Иеронимо погрозил ей вслед кулаком.

— Погоди ж ты, паршивая! — полетел ей вдогонку шепот. — Тайн нет для меня! — воскликнул он громко, опять скрываясь в кустах.

Из аллеи показались королевич Роланд и его оруженосец; Роланд шел с гитарой в руках, Альварец с балалайкой; по пьесе ему следовало быть с мандолиной, но таковой в городе не оказалось.

Роланд густо откашлялся в руку, и оба они стали рядом.

Тренькнула балалайка, проплыли мягкие аккорды гитары.

Среди долины ровные

На гладкой высоте… -

запел могучий голос и, что колокольчик, вплелся в него другой — чуть надтреснутый, но звучный и красивый тенор.

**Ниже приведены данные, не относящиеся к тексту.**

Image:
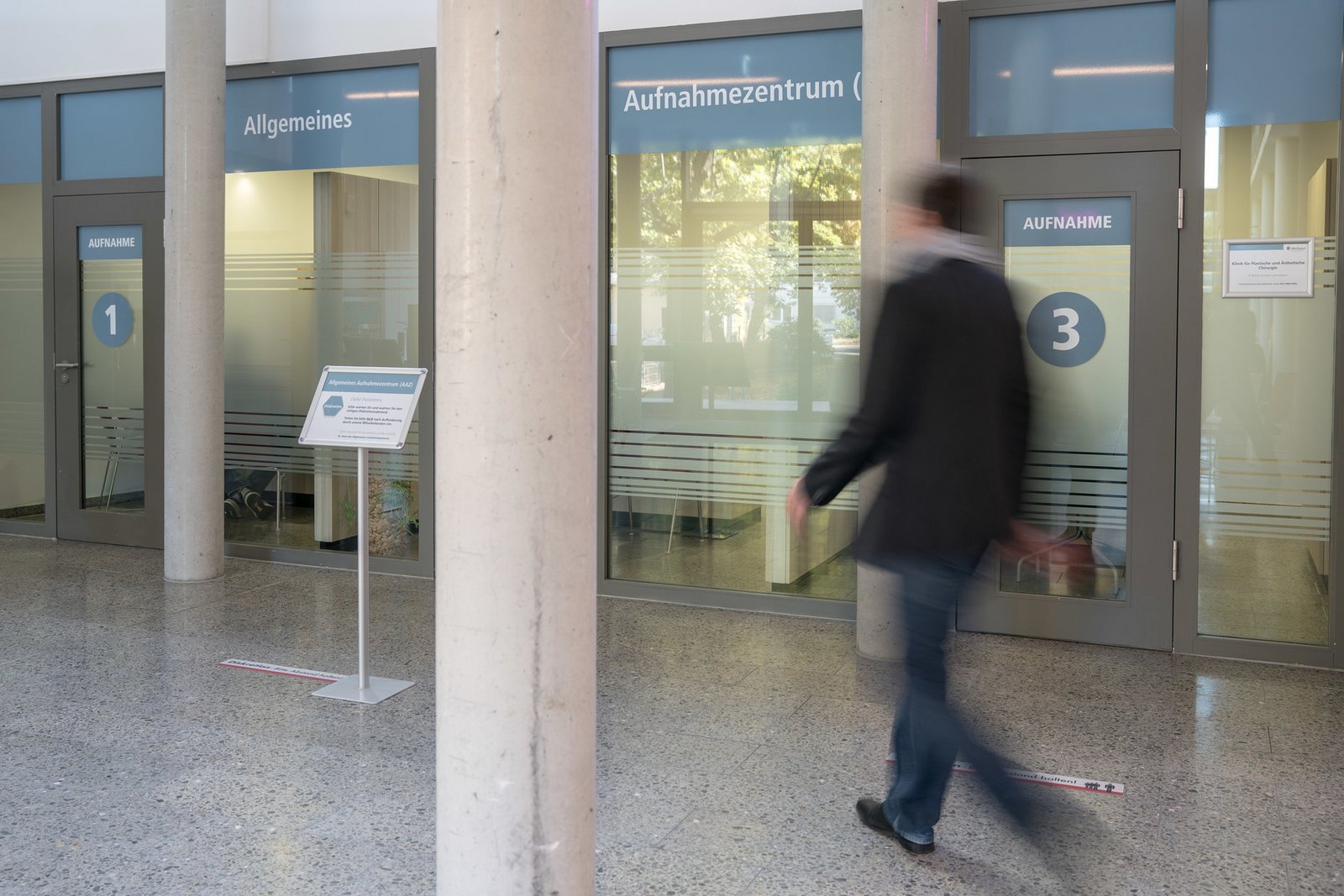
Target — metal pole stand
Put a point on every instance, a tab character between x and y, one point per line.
363	688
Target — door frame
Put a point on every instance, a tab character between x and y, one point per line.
1186	134
1144	617
67	215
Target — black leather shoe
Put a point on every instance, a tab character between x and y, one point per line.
870	813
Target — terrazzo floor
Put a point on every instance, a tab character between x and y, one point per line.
730	750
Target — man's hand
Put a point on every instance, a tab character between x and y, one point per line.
797	506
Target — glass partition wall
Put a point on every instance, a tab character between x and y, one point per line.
732	309
22	369
1270	191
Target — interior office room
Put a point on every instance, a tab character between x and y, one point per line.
638	254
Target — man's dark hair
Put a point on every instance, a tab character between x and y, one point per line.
953	196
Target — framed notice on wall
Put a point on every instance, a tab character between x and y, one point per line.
1277	268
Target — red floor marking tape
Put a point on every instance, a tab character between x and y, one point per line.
1090	785
280	671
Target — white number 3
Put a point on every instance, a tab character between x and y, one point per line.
1068	328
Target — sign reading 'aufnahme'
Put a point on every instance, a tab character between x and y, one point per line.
363	406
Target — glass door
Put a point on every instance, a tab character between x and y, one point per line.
109	369
1089	246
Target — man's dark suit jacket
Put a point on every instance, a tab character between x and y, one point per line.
945	405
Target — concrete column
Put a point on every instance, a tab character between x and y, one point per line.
194	291
900	83
515	432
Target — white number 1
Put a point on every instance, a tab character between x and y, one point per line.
1068	328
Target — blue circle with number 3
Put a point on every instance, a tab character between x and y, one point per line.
113	320
1066	329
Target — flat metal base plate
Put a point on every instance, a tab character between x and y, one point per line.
378	689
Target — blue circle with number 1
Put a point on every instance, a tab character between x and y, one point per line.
113	320
1066	329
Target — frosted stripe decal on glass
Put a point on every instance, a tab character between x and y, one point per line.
1285	492
262	389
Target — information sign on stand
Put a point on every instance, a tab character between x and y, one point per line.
363	407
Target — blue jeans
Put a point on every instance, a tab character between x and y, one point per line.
927	735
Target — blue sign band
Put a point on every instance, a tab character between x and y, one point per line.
766	90
111	242
323	120
382	383
1068	222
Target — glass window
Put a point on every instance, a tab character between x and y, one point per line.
1269	360
1073	70
1273	62
112	134
732	307
22	369
322	269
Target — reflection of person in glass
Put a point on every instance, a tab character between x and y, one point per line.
945	405
244	493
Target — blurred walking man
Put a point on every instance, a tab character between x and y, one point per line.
945	407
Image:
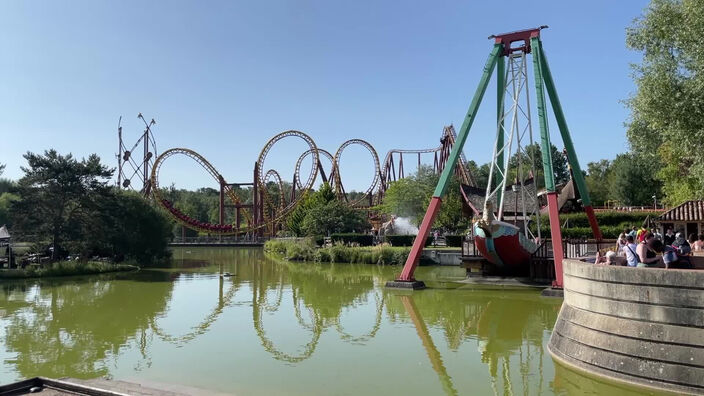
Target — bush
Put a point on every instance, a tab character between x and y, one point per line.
303	250
454	240
350	238
405	240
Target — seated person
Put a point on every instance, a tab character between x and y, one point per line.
698	246
646	255
681	245
629	249
608	259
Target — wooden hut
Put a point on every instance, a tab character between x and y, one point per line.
687	218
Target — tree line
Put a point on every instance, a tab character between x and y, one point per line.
66	206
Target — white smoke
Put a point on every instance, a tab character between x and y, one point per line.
403	226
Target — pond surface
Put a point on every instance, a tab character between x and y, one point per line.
277	328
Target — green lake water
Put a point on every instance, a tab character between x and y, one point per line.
278	328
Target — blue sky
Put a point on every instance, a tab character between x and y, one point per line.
223	77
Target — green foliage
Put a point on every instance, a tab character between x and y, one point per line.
353	238
454	240
405	240
667	110
333	217
450	216
133	229
303	250
409	197
66	268
597	181
68	204
632	180
6	200
294	221
480	173
59	194
534	152
320	213
611	224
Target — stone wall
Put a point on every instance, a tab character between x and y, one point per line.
639	325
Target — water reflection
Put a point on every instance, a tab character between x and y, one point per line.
277	316
69	327
223	301
430	349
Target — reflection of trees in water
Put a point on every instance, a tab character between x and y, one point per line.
201	328
430	349
66	326
505	326
323	290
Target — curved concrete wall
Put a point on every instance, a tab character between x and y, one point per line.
639	325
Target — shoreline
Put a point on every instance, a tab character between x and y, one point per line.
66	268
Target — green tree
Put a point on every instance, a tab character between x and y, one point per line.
408	197
559	164
667	110
480	173
58	196
6	200
450	216
68	203
598	183
631	180
333	217
131	228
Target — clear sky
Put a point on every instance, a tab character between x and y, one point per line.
223	77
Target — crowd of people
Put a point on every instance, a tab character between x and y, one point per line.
639	247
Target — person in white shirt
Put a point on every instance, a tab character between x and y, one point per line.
630	250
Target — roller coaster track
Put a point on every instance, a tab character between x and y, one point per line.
266	212
339	188
326	154
179	216
392	171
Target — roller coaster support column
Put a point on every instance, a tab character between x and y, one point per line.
500	86
222	201
567	140
255	197
406	280
545	148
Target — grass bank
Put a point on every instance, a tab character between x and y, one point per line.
65	268
306	250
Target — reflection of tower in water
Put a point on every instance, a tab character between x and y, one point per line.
508	331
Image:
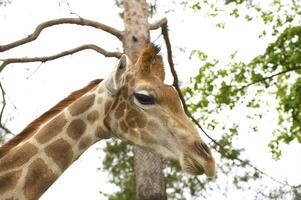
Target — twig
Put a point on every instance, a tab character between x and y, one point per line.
176	80
3	102
2	111
158	24
69	7
268	77
61	54
176	85
77	21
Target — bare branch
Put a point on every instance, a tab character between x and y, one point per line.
268	77
176	85
158	24
59	55
2	111
176	80
3	102
77	21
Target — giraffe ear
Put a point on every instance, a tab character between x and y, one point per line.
113	82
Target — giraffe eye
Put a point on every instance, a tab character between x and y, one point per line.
145	99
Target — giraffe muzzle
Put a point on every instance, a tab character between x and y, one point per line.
199	160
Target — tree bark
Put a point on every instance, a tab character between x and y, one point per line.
149	177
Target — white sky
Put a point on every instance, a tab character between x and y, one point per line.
33	89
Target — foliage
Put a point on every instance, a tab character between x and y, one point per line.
274	14
219	87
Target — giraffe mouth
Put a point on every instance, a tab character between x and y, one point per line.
198	166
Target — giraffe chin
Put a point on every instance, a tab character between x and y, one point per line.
191	166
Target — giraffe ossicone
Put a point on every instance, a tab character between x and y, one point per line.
133	103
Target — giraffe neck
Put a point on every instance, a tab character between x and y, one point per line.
29	168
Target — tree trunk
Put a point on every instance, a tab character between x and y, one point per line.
148	166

Липочка схватила мать за руку.

— Маменька… ей-богу, это Агафоша!… Маменька, это Стратилатка! — добавила она с окончательным испугом минуту спустя.

Маремьяна Никитична молчала, и только молнии, метавшиеся из-под черных бровей ее указывали, что в ней происходит: сомневаться в том, кто были певцы, уже не приходилось.

Серенада, с началом которой в окне дворца показалось лицо Эсмеральды, имела громадный успех, и публика заставила певцов трижды повторить этот мерзляковский романс.

Пентауров вставил его специально для них, а также потому, что как ни бился, но подходящего стихотворения у него не выливалось, да и не было соответственной музыки.

Только что кончились аплодисменты, из дворца появились Эсмеральда.

Белявка, несколько дувшийся на нее из-за смещения на вторые роли весьма нравившейся ему Антуанетиной, не загримировал ее, и Леня сделала это сама, как умела, то есть почти ничего не сделала и только слегка припудрилась, отчего выглядела чрезвычайно бледной. Темные глаза ее казались огромными и загадочными.

Весь театр разом смолк при ее появлении и впился в нее глазами.

Леня, неудостоившаяся наставлений и уроков Белявки, шла своею обычной походкой и с такой же простотой и приветливостью прозвучали ее слова благодарности, обращенные к королевичу.

Роланд предложил ей руку, и оба они ушли гулять, а Альварец пустился ухаживать за появившейся Альмарой, и весь зрительный зал помирал со смеху, глядя, как он дурачился, рассыпался мелким бесом и ухаживал за Альмарой, чтобы только не допустить ее пойти вслед за влюбленными и помешать им.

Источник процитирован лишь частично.